Bade Türe Yazio: İkinci Doğuşun Farkındalığı

Bir önceki yazımda bahsettiğim birinci doğuşumuzun, yani ailemizle kurduğumuz ya da kuramadığımız tüm bağların sonucunda ikinci doğuşumuzdan önce anlamamız gereken asıl şey nedir? Öncelikle hayattaki duruşuna bakmalısın; içindeki ve dışındaki var olan eril, dişil enerjine…

En çok hangi koşullarda dişil ya da eril tarafın baskın ve ortaya çıkıyor? Ya da baskılıyorsun? Ait olduğun cinsiyetine karşılık bunu dikkatlice gözlemlemeliyiz.
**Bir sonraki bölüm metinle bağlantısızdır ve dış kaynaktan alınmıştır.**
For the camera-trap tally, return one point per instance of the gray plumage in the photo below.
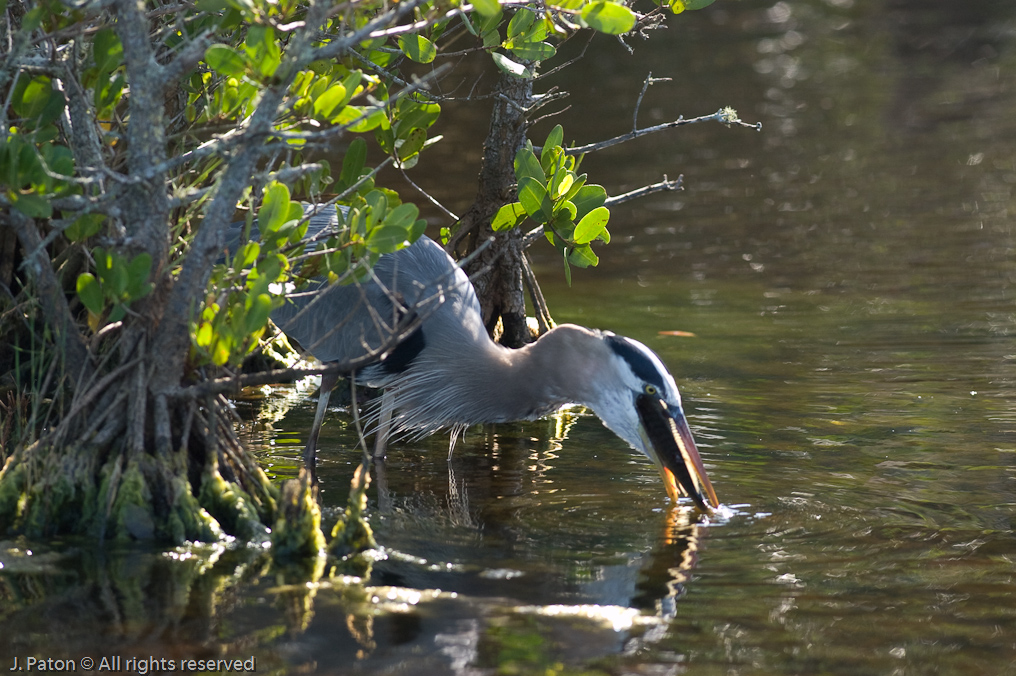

Eril enerjimizi babamızdan alırız. Eril enerji etken ve harekete geçen, alan tarafımızdır. Tüm eylemlerimizi, iş bitirici yanımızı, para ile olan ilişkimizi eril tarafımızla sağlarız. Gelecek kaygımızda babamızla kurduğumuz ilişkiye bağlıdır. Şayet küçük bir kız çocuğu babasından yeteri kadar destek, sevgi ve ilgi alamadıysa hayata karşı güvensiz ve kaygılı olacaktır. Bu erkek çocuğu için de geçerlidir. Hatta erkek çocuğu yetişkin olduğunda babasını ne kadar pasif algıladıysa tam tersi çapkın, etken ve baskın eril olma eğilimi; ne kadar çapkınsa o kadar da pasif dişil halini ön plana koyacaktır.

Hepimiz annemize sevgimizi ispatlamak için uğraşırız. Çoğu zaman annemizin babamız ile ilgili bize anlattığı hikayeye inanırız. Hikayede yer alan sevgiyi, ilgiyi ya da eksikliklerini  kendi gerçeğimiz yaparız. Oysa babamızla kurduğunuz bağ çok daha farklıdır. Kendi gözümüzle baktığımızda resme, biz babamızı annemizin eşi olarak mı görüyoruz yoksa babamız olarak mı?

Aslında her iki cinsi de dünyaya getiren annedir. Önce kendi ile sonra dünya ile bağ kurmamızı da annemiz sağlar. İşte tam da burada onun bize anlattığı hikayeleri mi gerçeğimiz yapıyoruz?

İkinci doğuşumuzu sorgularken bir şeyi fark etmeliyiz; annemiz ve babamızla aramıza üçüncü şahıslar girmeden ilişkimiz nasıldı? Bizim için baba ya da anne olguları ne ifade ediyordu?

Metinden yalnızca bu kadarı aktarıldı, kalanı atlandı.